June 24, 2009 at 2:41 pm
I think there is a real hunger in the emerging generation for intellectual discussions in churches.
Many would have gone to university, where the emphasis is on open discussion of the topic with people being able to ask questions and challenge.
including this form of teaching/learning in our churches would see an increase in the understanding of people’s own faith but also more younger people coming to church.
June 26, 2009 at 9:08 am
Even more worrying is some of the stuff we feed to children in the name of worship! It’s perhaps no wonder that if fed with a diet of ‘Whoopy do Jesus jumped right out the tomb’ because it has a lively tune, that when they start asking questions and pondering what Christians really believe, they have no foundations to build on.

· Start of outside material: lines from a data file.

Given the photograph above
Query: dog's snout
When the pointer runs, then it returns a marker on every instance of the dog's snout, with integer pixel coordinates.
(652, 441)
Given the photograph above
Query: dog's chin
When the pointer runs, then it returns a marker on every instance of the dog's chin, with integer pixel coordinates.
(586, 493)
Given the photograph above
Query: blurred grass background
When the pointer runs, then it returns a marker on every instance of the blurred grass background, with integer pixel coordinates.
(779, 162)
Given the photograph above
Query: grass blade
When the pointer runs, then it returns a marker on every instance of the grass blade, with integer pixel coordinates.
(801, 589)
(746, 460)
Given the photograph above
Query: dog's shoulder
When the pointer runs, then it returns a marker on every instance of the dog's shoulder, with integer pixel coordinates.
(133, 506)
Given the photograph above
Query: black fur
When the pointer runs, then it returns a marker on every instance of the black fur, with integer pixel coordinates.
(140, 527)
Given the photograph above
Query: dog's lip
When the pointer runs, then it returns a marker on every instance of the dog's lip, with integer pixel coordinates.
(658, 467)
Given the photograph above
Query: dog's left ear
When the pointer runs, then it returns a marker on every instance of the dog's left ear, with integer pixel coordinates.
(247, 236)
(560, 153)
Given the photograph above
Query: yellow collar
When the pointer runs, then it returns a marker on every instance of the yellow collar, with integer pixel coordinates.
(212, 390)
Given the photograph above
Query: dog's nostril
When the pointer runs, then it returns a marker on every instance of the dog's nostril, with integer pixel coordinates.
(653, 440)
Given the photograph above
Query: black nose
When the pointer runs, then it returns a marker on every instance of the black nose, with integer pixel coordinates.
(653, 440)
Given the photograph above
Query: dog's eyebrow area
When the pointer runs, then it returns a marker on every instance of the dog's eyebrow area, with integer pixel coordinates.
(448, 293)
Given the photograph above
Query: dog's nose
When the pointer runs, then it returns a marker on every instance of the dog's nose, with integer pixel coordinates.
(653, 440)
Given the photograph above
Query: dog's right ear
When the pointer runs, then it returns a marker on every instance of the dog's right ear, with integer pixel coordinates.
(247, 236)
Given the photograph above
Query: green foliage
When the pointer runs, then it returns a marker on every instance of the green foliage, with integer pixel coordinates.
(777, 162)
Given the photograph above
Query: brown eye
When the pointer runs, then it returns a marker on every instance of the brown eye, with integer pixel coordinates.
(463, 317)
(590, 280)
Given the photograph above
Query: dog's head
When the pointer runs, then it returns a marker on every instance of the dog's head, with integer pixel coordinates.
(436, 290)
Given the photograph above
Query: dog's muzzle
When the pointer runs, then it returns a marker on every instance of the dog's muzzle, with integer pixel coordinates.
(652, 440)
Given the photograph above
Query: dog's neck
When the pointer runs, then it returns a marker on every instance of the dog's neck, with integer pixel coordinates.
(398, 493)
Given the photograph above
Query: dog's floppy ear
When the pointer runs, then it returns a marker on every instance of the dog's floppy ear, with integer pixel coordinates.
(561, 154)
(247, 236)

I’m not suggesting that boppy tunes or bouncy choruses are banned, but that we help those tasked with the nurture of children’s faith think about what they are teaching immplicitly through song.
September 18, 2011 at 12:51 pm
I just happened upon this thread over 2yrs after it first began, while searching the net for the song, ‘let the Son of God enfold you…’ While not disputing that a number of songs in the church today don’t help right understanding of the truth of God, I don’t think this particular song falls into that category.
The grouse here with the song appears to be that it does not tell us what we want God to fill His lambs with. The answer is right there if only we’d look with more open minds. We are asking God to fill us with Himself!